Homo quidam debebat ultra fluvium transferre lupum et capram et fasciculum cauli, et non potuit aliam navem invenire, nisi quae duos tantum ex ipsis ferre valebat. Praeceptum itaque ei fuerat, ut omnia haec ultra omnino illaesa transferret. Dicat, qui potest, quomodo eos illaesos ultra transferre potuit.

SOLUTIO Simili namque tenore ducerem prius capram et dimitterem foris lupum et caulum. Tum deinde venirem lupumque ultra transferrem, lupoque foras misso rursus capram navi receptam ultra reducerem, capraque foras missa caulum transveherem ultra, atque iterum remigassem, capramque assumptam ultra duxissem. Sicque faciente facta erit remigatio salubris absque voragine lacerationis.

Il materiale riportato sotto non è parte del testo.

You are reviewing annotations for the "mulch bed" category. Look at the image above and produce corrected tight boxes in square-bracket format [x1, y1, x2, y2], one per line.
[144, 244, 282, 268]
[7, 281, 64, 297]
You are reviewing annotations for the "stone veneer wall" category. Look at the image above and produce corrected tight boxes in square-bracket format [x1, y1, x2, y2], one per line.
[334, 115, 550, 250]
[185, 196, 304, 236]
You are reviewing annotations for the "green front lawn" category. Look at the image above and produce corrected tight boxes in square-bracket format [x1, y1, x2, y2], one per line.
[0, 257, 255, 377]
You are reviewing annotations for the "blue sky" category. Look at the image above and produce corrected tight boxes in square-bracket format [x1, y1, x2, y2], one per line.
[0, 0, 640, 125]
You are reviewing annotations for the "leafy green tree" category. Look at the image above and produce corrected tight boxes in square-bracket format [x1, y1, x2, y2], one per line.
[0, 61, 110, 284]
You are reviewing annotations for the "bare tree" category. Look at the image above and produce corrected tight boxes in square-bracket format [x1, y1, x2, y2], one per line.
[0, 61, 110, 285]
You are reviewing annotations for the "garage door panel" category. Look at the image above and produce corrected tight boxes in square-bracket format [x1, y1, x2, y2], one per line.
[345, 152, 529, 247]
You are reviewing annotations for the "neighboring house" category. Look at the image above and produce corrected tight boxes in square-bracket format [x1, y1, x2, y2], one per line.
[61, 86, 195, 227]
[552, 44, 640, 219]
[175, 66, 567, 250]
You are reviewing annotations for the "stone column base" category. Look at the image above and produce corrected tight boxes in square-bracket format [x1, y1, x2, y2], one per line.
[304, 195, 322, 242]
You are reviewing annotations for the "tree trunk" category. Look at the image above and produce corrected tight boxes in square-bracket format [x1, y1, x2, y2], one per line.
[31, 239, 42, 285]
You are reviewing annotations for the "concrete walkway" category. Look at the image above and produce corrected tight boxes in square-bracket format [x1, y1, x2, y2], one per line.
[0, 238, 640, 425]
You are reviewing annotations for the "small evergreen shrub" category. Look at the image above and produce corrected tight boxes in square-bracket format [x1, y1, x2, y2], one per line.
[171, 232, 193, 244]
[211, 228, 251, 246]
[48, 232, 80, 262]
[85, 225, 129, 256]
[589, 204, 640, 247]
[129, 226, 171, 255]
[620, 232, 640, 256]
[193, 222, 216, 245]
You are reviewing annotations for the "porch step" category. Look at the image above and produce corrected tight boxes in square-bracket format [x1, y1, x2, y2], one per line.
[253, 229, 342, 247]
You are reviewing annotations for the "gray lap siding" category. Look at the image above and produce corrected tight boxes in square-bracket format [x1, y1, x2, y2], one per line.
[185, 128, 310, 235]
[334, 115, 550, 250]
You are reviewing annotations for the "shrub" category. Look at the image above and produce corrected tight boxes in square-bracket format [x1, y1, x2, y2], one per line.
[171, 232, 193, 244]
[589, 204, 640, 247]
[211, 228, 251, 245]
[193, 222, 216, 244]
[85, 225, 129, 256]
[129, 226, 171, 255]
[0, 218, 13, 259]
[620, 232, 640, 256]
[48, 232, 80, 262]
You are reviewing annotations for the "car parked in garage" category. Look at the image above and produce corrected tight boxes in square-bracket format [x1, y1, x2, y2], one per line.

Il barcarolo doveva traghettare al di là di un fiume un lupo, una capra e una cesta di cavoli, ma la barca poteva trasportare solo lui in compagnia di una delle due bestie o lui insieme alla sola cesta di cavoli. Se avesse lasciato su una delle due rive il lupo con la capra, questi l’avrebbe mangiata. Se avesse lasciato la capra con i cavoli, quella li avrebbe mangiati.

Come fece ?

Compì il primo viaggio con la capra. La lasciò sulla riva opposta e tornò indietro a prendere i cavoli. Traghettò i cavoli e riportò indietro la capra. Traghettò poi il lupo, e lo lasciò sulla riva opposta con i cavoli. Finalmente tornò a prendere la capra e con quel quarto viaggio concluse felicemente.